The NAVASA report also said Vietnamese residents were mostly left out of the redevelopment process - which yielded plans to turn a large section of Point Cadet, where many Vietnamese live, into a Central Park.
The Financial Times has a story on what's really driving redevelopment in Biloxi and the Mississippi Gulf Coast.
Until Katrina, casinos were restricted to floating seafront barges to appease opponents of gambling in one of the Bible Belt’s most God-fearing states. But the law was relaxed following the storm to allow casinos on land within 800ft of the shore, as state legislators sought to make sure the industry returned.
Almost immediately gaming companies began buying former residential land swept clear by Katrina, with at least four new casinos planned in addition to existing ones being rebuilt.
...
Casino operators are part of a broader rush of private capital into the Mississippi coast as investors seize the opportunity created by Katrina to redevelop a stretch of sandy coastline once derided as the “Redneck Riviera”.
Property developers were already eyeing the coast’s potential as nearby Florida became more expensive and crowded, but the storm provided a catalyst for them to move in.
More than $600m worth of new seafront apartment blocks have been proposed in Biloxi alone since the storm, with several already rising from the ground even before all damaged buildings have been demolished.
...
Not everyone is enthusiastic about the influx of casinos and apartment complexes. Critics fear the coast’s rich southern architecture and fishing heritage risk being obliterated and complain that the interests of gaming companies and property developers are being put ahead of ordinary people.

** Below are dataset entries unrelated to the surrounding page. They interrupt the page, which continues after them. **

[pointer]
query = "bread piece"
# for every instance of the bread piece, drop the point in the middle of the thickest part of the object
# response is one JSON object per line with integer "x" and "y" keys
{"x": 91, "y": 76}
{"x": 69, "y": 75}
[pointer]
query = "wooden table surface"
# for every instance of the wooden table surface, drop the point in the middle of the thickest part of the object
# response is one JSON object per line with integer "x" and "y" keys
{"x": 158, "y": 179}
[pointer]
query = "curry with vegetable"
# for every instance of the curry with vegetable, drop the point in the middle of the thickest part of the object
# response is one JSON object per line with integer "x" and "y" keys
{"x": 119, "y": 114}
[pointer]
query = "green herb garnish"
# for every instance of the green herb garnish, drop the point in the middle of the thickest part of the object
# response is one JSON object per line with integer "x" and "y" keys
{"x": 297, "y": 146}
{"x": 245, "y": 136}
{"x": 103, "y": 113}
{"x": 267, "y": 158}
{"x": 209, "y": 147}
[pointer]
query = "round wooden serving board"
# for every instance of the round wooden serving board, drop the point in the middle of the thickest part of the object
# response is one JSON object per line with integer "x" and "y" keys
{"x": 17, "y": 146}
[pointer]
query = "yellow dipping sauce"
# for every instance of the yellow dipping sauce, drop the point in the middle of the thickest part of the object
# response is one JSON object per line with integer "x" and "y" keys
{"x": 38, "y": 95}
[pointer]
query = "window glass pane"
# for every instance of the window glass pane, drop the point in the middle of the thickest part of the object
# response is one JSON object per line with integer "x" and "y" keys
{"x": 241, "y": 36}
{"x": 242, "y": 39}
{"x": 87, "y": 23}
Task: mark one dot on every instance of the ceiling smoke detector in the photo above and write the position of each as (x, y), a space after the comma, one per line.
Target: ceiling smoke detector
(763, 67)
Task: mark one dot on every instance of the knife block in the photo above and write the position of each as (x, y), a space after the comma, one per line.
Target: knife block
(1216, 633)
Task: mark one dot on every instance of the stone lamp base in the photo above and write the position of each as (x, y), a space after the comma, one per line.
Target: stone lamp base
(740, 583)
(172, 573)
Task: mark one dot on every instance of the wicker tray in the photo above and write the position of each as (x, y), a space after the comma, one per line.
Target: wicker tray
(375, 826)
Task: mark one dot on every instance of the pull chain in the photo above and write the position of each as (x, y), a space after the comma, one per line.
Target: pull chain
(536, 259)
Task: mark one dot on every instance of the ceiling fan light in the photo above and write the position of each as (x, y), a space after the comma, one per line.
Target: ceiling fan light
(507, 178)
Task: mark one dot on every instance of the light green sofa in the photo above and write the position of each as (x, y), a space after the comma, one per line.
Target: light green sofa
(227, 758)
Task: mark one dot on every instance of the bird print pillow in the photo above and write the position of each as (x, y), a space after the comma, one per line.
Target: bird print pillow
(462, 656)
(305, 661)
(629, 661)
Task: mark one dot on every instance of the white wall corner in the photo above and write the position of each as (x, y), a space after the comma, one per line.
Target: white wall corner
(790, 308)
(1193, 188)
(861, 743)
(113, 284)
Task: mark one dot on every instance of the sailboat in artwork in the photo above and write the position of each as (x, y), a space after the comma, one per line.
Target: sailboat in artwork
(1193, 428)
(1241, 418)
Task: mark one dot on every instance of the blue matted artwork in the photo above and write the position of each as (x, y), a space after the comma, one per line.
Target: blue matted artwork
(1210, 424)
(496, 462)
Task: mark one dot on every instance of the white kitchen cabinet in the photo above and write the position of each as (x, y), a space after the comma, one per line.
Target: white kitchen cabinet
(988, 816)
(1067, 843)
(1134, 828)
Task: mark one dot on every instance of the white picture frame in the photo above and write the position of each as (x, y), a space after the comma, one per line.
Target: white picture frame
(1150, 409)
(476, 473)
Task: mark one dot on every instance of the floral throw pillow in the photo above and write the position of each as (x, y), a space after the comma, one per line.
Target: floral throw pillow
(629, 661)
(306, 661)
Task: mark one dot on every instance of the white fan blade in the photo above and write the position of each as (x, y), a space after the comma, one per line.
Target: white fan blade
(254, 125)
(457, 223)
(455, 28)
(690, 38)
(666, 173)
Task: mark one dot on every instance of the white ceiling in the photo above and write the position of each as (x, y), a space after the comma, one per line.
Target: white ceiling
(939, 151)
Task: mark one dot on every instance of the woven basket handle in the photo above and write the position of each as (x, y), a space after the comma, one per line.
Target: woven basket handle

Land prices in Biloxi have soared from about $15-$25 per sq ft before Katrina to $50-$100 following the storm as developers swarm, delivering a bonanza for land owners but making it harder for low-income residents to return.
Many of Biloxi’s poorest residents, mostly African-Americans and Vietnamese fishermen, lived in the district that was flattened by Katrina and is now earmarked for redevelopment by casino operators.